Connaissez-vous l’ODM?

Fouad Laroui.

ChroniqueComme il n’est pas question d’évacuer Casablanca, Kénitra ou Rabat dans vingt ans, il faut dès aujourd’hui commencer à élaborer des plans sérieux pour élever partout des digues afin de protéger ces villes contre l’Océan.

Le 10/12/2025 à 10h57

Non, il ne s’agit pas du CODM, vénérable club sportif de la non-moindre vénérable ville de Meknès. Le club a connu son heure de gloire il y a quelques décennies avec l’élégant Hamidouch, plus tard avec Aziz Daidi et avec ‘Hadda, dit Camacho’– qualification amusante qu’on dirait sortie d’un roman de Modiano. Mais le CODM n’a rien à voir avec le sujet du jour.

Il ne s’agit pas non plus de l’ADM, ou plus exactement de la Société nationale des autoroutes du Maroc, dont un ancien premier ministre a dit un jour en riant: «On leur a demandé un jour de construire cent kilomètres d’autoroute mais comme on a oublié de leur dire d’arrêter, ils continuent, ils continuent…»

Bref, si vous ne connaissez pas l’ODM, qui n’est ni le CODM ni l’ADM, c’est pour une raison bien simple: l’ODM n’existe pas.

Pourtant, il faudrait l’inventer. Il faudrait inventer l’Office des digues du Maroc. C’est urgent et c’est d’une importance vitale. Démonstration:

1. La population vivant le long du littoral marocain est dense et croît sans cesse. Nous sommes des millions, de Tanger à Dakhla en passant par Kénitra, Rabat, Casablanca, El Jadida, Safi, Agadir et Laâyoune à vivre sur une mince bande de terre large d’une vingtaine de kilomètres, le long du littoral.

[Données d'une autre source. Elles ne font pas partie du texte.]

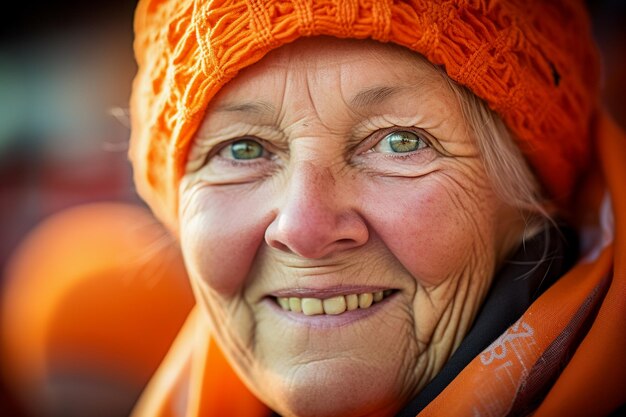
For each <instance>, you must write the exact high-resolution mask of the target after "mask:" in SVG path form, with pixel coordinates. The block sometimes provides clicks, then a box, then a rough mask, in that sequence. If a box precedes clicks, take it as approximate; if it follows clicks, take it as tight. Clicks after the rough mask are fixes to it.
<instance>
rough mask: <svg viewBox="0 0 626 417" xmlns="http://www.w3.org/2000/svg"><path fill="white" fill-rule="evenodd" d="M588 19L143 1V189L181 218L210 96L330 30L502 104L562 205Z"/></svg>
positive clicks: (140, 139)
mask: <svg viewBox="0 0 626 417" xmlns="http://www.w3.org/2000/svg"><path fill="white" fill-rule="evenodd" d="M588 20H589V19H588V16H587V14H586V11H585V10H584V5H583V4H582V2H580V1H576V0H550V1H545V0H447V1H446V0H442V1H428V0H413V1H392V0H380V1H378V0H320V1H312V0H291V1H288V0H267V1H261V0H214V1H201V0H196V1H193V0H178V1H164V0H141V1H140V4H139V6H138V8H137V12H136V15H135V34H136V38H135V54H136V58H137V62H138V65H139V70H138V73H137V76H136V78H135V81H134V88H133V94H132V97H131V115H132V133H131V148H130V158H131V161H132V164H133V167H134V173H135V174H134V175H135V183H136V186H137V189H138V191H139V193H140V195H141V196H142V197H143V198H144V199H145V200H146V202H147V203H148V204H149V205H150V206H151V208H152V209H153V211H154V212H155V213H156V214H157V216H159V217H160V218H161V220H163V221H164V222H165V223H167V224H169V225H170V226H171V227H175V225H176V219H177V200H178V183H179V181H180V178H181V177H182V175H183V174H184V170H185V164H186V159H187V153H188V151H189V148H190V145H191V143H192V140H193V137H194V134H195V132H196V130H197V128H198V127H199V125H200V123H201V122H202V120H203V118H204V113H205V109H206V108H207V104H208V103H209V101H210V100H211V98H212V97H213V96H214V95H215V94H216V93H217V92H218V91H219V89H220V88H221V87H222V86H223V85H224V84H225V83H226V82H228V81H229V80H230V79H232V78H233V77H235V76H236V75H237V72H238V71H239V70H241V69H242V68H244V67H247V66H249V65H252V64H253V63H255V62H257V61H259V60H260V59H261V58H262V57H263V56H264V55H265V54H267V53H268V52H269V51H271V50H272V49H275V48H277V47H279V46H281V45H284V44H286V43H289V42H292V41H294V40H296V39H297V38H300V37H303V36H316V35H330V36H335V37H339V38H357V39H363V38H371V39H374V40H377V41H380V42H393V43H396V44H399V45H402V46H405V47H407V48H409V49H411V50H414V51H416V52H419V53H421V54H423V55H424V56H425V57H426V58H427V59H428V60H429V61H431V62H432V63H434V64H437V65H443V66H444V68H445V70H446V72H447V74H448V75H449V76H450V77H451V78H452V79H454V80H455V81H457V82H459V83H460V84H463V85H465V86H467V87H468V88H469V89H470V90H472V91H473V92H474V93H475V94H476V95H477V96H479V97H481V98H482V99H484V100H485V101H486V102H487V103H488V104H489V106H490V107H491V108H492V109H493V110H495V111H496V112H497V113H498V114H500V116H501V117H502V118H503V120H504V121H505V123H506V124H507V126H508V127H509V129H510V130H511V131H512V132H513V133H514V134H515V136H516V137H517V139H518V143H519V146H520V148H521V149H522V151H523V152H524V154H525V155H526V157H527V158H528V160H529V161H530V163H531V165H532V167H533V168H534V170H535V172H536V173H537V175H538V177H539V179H540V180H541V182H542V184H543V185H544V187H545V189H546V191H547V193H548V195H549V196H550V197H552V198H553V199H555V200H556V201H557V202H560V203H565V202H567V200H568V198H569V197H570V195H571V193H572V191H573V187H574V186H575V185H576V180H577V173H578V174H580V173H581V172H582V171H584V167H585V166H586V163H587V160H588V159H590V151H589V134H588V131H589V124H590V119H591V114H592V112H593V109H594V108H595V107H596V106H597V97H598V79H599V68H598V67H597V65H596V62H598V59H597V51H596V50H595V47H594V44H593V41H592V38H591V35H590V29H589V27H588ZM581 34H582V35H581ZM581 40H583V41H582V42H581Z"/></svg>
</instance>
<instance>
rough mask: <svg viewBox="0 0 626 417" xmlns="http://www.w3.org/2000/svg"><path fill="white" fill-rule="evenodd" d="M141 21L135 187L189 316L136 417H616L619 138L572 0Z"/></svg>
mask: <svg viewBox="0 0 626 417" xmlns="http://www.w3.org/2000/svg"><path fill="white" fill-rule="evenodd" d="M135 28H136V36H137V37H136V44H135V47H136V54H137V58H138V63H139V72H138V75H137V77H136V80H135V83H134V91H133V96H132V103H131V104H132V107H131V112H132V126H133V127H132V138H131V147H132V148H131V159H132V162H133V165H134V168H135V180H136V184H137V186H138V189H139V191H140V193H141V195H142V196H143V198H144V199H145V200H146V201H147V203H148V204H149V205H150V207H151V208H152V209H153V211H154V212H155V213H156V214H157V216H158V217H159V218H160V219H161V220H162V221H163V222H164V223H165V224H166V225H167V226H168V227H169V228H170V229H171V230H172V232H173V233H174V234H175V235H176V236H177V237H178V240H179V242H180V245H181V248H182V252H183V256H184V258H185V264H186V267H187V271H188V274H189V276H190V279H191V283H192V286H193V289H194V294H195V298H196V302H197V306H196V309H195V310H194V312H193V313H192V314H191V316H190V317H189V319H188V321H187V323H186V324H185V326H184V328H183V330H182V331H181V333H180V335H179V336H178V339H177V340H176V342H175V344H174V345H173V347H172V349H171V351H170V353H169V354H168V357H167V358H166V360H165V361H164V362H163V364H162V366H161V368H160V370H159V371H158V372H157V374H156V375H155V377H154V379H153V381H152V382H151V384H150V386H149V388H148V389H147V391H146V392H145V394H144V396H143V398H142V400H141V401H140V403H139V405H138V406H137V408H136V410H135V414H134V415H135V416H137V417H140V416H157V415H158V416H169V415H172V416H186V417H191V416H208V415H238V416H239V415H242V416H243V415H245V416H263V415H269V414H271V413H272V411H273V412H275V413H278V414H280V415H284V416H365V415H376V416H391V415H401V416H415V415H416V414H418V413H420V416H421V415H427V416H428V415H454V416H461V415H467V416H469V415H483V416H486V415H489V416H495V415H507V414H513V415H522V414H526V413H529V412H532V411H533V410H536V414H535V415H537V416H547V415H556V414H558V415H581V413H582V414H584V415H603V414H608V413H611V412H612V411H614V410H615V409H617V408H618V407H619V406H620V405H621V404H623V403H624V401H625V400H626V397H625V396H626V393H625V390H624V386H625V384H626V380H625V376H626V370H625V364H626V360H625V359H624V354H625V353H626V351H625V347H626V334H625V333H624V331H623V329H624V322H625V320H624V319H625V314H626V310H625V308H624V302H625V299H626V297H625V287H624V286H625V285H626V284H625V281H624V280H625V278H626V277H625V275H624V274H625V272H626V270H625V268H626V266H625V265H624V257H623V256H624V253H625V252H624V251H625V250H626V248H625V247H624V244H625V243H626V242H624V240H623V239H624V237H625V236H626V235H625V232H626V230H624V225H623V224H622V223H620V221H621V220H620V219H622V217H623V216H622V214H623V213H624V212H626V196H625V194H624V192H623V184H622V182H621V181H622V180H621V178H623V177H624V176H626V168H625V167H626V165H624V163H625V162H626V142H625V140H624V136H623V135H622V134H621V133H620V131H619V130H618V129H617V128H616V127H615V125H614V124H613V123H612V122H611V121H610V120H609V119H608V117H607V115H606V114H605V112H604V111H603V110H602V107H601V105H600V104H599V102H598V96H599V94H598V78H599V77H598V72H599V71H598V58H597V54H596V51H595V49H594V46H593V43H592V41H591V40H590V34H589V28H588V24H587V16H586V14H585V12H584V10H583V6H582V5H581V4H579V3H578V2H576V1H569V0H562V1H556V0H555V1H550V2H542V1H531V2H526V1H514V0H500V1H496V0H493V1H473V2H469V1H447V2H429V1H418V0H414V1H410V2H393V3H392V2H389V1H369V2H358V1H356V0H354V1H342V2H337V1H328V0H327V1H315V2H306V1H295V0H294V1H266V2H259V1H230V2H221V1H206V2H203V1H195V2H194V1H178V2H163V1H157V0H151V1H143V2H141V3H140V4H139V7H138V9H137V14H136V27H135ZM620 189H622V192H621V194H620V192H619V190H620ZM616 214H617V215H618V217H617V218H616V219H615V220H614V217H613V216H614V215H616ZM578 241H580V244H579V242H578Z"/></svg>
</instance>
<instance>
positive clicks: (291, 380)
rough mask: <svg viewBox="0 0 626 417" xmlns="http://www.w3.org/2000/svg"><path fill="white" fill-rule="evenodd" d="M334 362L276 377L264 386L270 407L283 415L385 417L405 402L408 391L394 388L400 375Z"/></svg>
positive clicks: (378, 370) (354, 416) (290, 416)
mask: <svg viewBox="0 0 626 417" xmlns="http://www.w3.org/2000/svg"><path fill="white" fill-rule="evenodd" d="M336 362H337V360H321V361H315V362H311V363H309V364H307V365H301V366H299V367H298V368H297V369H294V370H291V371H290V373H289V377H288V378H286V377H278V376H277V377H275V380H274V381H273V382H274V383H270V384H268V385H266V387H267V388H268V389H269V390H271V392H267V390H266V392H267V394H268V397H269V398H272V399H274V401H272V406H273V408H274V409H275V410H276V411H277V412H278V413H279V414H280V415H281V416H283V417H337V416H341V417H363V416H380V417H384V416H393V415H394V414H395V413H396V412H397V411H398V410H399V409H400V407H401V406H402V404H403V403H404V402H405V401H406V398H405V397H406V394H407V393H406V392H405V393H402V392H400V391H401V390H399V389H398V388H397V387H398V386H401V385H400V381H399V380H397V378H399V377H400V376H399V375H382V374H381V372H380V371H379V370H378V369H373V368H369V369H368V368H366V367H364V366H363V364H362V363H354V362H353V363H336ZM350 362H351V361H350ZM403 394H404V395H403Z"/></svg>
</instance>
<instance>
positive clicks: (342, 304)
mask: <svg viewBox="0 0 626 417" xmlns="http://www.w3.org/2000/svg"><path fill="white" fill-rule="evenodd" d="M323 304H324V313H326V314H341V313H343V312H344V311H346V297H344V296H343V295H339V296H337V297H333V298H327V299H325V300H324V302H323Z"/></svg>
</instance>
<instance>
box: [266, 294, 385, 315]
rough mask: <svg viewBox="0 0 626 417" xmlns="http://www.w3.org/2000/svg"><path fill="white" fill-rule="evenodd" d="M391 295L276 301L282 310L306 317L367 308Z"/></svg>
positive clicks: (336, 312) (361, 296)
mask: <svg viewBox="0 0 626 417" xmlns="http://www.w3.org/2000/svg"><path fill="white" fill-rule="evenodd" d="M392 293H393V291H392V290H385V291H377V292H374V293H371V292H369V293H363V294H348V295H346V296H343V295H338V296H336V297H331V298H326V299H324V300H322V299H320V298H310V297H307V298H298V297H277V298H276V300H277V301H278V304H279V305H280V307H281V308H282V309H283V310H286V311H294V312H296V313H303V314H305V315H307V316H314V315H318V314H331V315H337V314H341V313H344V312H345V311H353V310H356V309H357V308H360V309H364V308H369V307H371V306H372V304H374V303H378V302H379V301H381V300H383V299H384V298H385V297H388V296H389V295H391V294H392Z"/></svg>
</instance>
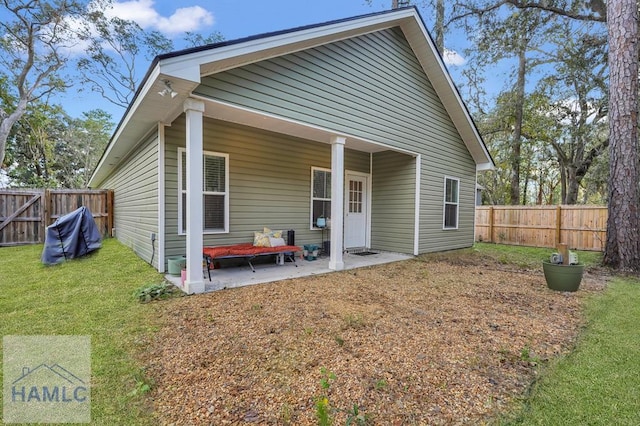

2. Vous vous souvenez sans doute de l’étude réalisée par des experts de la Banque mondiale en 2021 (nous en avions parlé dans ces colonnes, à l’époque) et dont les conclusions étaient préoccupantes: 42% du littoral marocain sera exposé à un risque élevé d’inondations et d’érosion d’ici 2030. La hausse du niveau des mers continuera ensuite, ce qui pourrait conduire à une submersion des villes côtières.

Il ne s’agit pas d’un scénario catastrophe parmi plusieurs possibilités plus favorables. C’est une certitude.

Dès lors, et comme il n’est pas question d’évacuer Casablanca, Kénitra ou Rabat dans vingt ans, il faut dès aujourd’hui commencer à élaborer des plans sérieux pour élever partout des digues afin de protéger ces villes de l’Océan. J’ai habité longtemps dans une ville– Amsterdam– qui se trouve à 4 mètres au-dessous du niveau de la mer, sans jamais éprouver le moindre sentiment d’angoisse. Les digues qui protègent Amsterdam (et les Pays-Bas) de la mer sont solides. L’expérience est pluriséculaire: l’Office des eaux des Pays-Bas a été mis en place au 12ème siècle– il y a près de mille ans! Dès 1250, les digues construites localement furent connectées; depuis, elles forment une défense commune qui a contribué à forger le caractère national des Néerlandais.

C’est donc parce que les Bataves ont très tôt compris le danger et ont très tôt commencé à élever des digues que leur pays est toujours là et prospère pacifiquement. C’est un modèle à suivre.

Alors qu’attendons-nous pour créer notre Office des digues, notre ODM, pour placer à sa tête un ingénieur visionnaire et déterminé et lui donner les moyens de sa mission?